In 1999, Whirlpool partnered with Habitat for Humanity to provide a range and refrigerator for each Habitat for Humanity home built in the U.S. Their objective was "to create a better community, creating a “collective” impact, first focusing on the social safety net to support the health and wellness needs of area residents, then helping to provide safe and affordable housing to best support youth and education development". It wasn’t until 2004, once they hired Reba McEntire to share the story that their good deeds began to pay off. Whirlpool’s commitment to provide these appliances has not only improved the world’s view of them as a business, it is responsible for their continued growth over the last 10 years.

What was it that helped them improve sales? They were giving to Habitat for Humanity since 1999, why didn’t sales go up then? Because they weren't sharing their story.

The Beginning

Every great story has an epic beginning, so what is yours? How did your company come to partner with a non-profit?

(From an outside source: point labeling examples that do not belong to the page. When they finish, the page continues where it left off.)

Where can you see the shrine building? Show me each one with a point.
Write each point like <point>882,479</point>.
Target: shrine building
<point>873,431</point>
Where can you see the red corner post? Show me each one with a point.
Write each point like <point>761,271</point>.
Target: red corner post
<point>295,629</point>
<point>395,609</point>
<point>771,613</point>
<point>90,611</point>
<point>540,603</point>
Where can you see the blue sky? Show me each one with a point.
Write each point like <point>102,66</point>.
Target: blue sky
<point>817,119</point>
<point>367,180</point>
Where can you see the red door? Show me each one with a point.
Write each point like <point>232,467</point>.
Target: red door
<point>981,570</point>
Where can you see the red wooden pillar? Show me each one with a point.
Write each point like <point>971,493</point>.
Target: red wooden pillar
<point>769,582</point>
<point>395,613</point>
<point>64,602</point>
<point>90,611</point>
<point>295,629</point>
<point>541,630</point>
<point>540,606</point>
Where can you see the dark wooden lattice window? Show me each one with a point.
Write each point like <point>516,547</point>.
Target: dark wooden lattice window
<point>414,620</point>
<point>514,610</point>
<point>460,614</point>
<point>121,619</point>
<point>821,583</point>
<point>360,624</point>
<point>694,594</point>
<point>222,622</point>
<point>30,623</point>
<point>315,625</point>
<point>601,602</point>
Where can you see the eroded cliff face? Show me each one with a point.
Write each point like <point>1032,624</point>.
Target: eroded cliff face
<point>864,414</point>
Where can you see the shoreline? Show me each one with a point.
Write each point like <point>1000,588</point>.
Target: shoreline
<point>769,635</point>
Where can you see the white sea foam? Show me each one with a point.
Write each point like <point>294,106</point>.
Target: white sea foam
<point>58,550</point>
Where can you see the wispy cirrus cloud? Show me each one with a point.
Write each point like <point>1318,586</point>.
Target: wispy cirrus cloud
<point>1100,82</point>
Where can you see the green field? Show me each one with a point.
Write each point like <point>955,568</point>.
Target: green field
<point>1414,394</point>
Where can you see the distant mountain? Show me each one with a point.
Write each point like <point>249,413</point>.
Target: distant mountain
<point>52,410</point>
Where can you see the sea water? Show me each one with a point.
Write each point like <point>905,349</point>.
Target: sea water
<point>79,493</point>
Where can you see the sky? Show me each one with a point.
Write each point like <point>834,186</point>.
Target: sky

In order for a good cause marketing campaign to succeed it is imperative you put a lot of thought into who your company will support:

  • Does the cause relate to your brand? 
  • Do you or someone in your company have a direct link to the cause? 
  • Is your product/service something that the cause needs? 
  • Is your cause connected to your community? 

These are the types of questions you should be answering when developing your cause story. Why did you choose the cause you chose? You want to make certain people can connect you with your cause in a way that makes sense.

It’s also important that you and your cause are a good fit, and the charity or non-profit is willing to work with you in a mutually beneficial manner. (Partner with someone willing to promote your brand just as you are promoting them. If you make cigarettes don’t partner with the American Lung Association, because they won’t have anything good to say about you.)

Once you have established a strong connection, the story begins.

The Middle

This is where it gets exciting. What action have you taken? In this section of your “cause story” you should focus on what you have done for your cause. It is well known that donating money is the most efficient way to help a cause, however for marketing purposes, it’s not the most effective. People want to see you doing something, and doing it on a continual basis. This can include:

  • Donating your product/service in a way that benefits the cause 
  • Sponsor a 5k/10k by not only providing the funding, but help to organize it as well 
  • Holding a business expo or event for charity 
  • Sponsoring an event or auction and donating a percentage of profits to your cause 

These are just a few common ways to help. If your company provides a unique product or service perhaps you can do something more inventive that will really turn some heads. The point is take well thought-out action in order to achieve positive and profitable results.

The Rest of the Story

A good “cause story” has no ending, you and the organization you are working with continue to make positive changes year in and year out. The rest of the story is how you market it. I realize this sounds “sleazy”, I mean aren’t we supposed to be doing good deeds for the sake of doing them, not to impress others, but the grim fact is in order for this to be beneficial to both you and your cause, you need to tell the world what is going on.

Here are the facts. The 2013 Cone Communications/Echo Global CSR Study states that when companies support social or environmental issues, consumers show an overwhelming amount of support:

  • 96% of global citizens will have a more positive image of that company 
  • 94% will be more likely to trust that company 
  • 93% will be more loyal to the company (i.e., continue buying products or services) 

Plus, corporate social responsibility is another driving force behind how consumers choose who they buy from:

  • 91% of global consumers are likely to switch brands to one that supports a good cause, given similar price and quality 
  • 92% would buy a product with a social and/or environmental benefit if given the opportunity, and more than two-thirds (67%) have done so in the past 12 months 

"Cause Marketing" isn't just a trend. Consumers want the organizations they buy from to care about the community in which they live. Look at your local mom and pop shops, they are favorites among the public, because they are part of the community. Consumers want to know who you are and what you value, therefore it is your job as a business owner to tell them.

If you aren’t working with a non-profit or a charity to grow your business you could be causing your business great harm, because chances are your competition is. Start developing a “cause plan” and put it into action quickly. If you work for a company that isn’t involved, you should be asking yourself why? This trend is not going away. Life continues to “happen” and when it does people need help getting through the hard parts. I’m pretty sure somehow, some way you and your company can help those who need it, so what are you waiting for?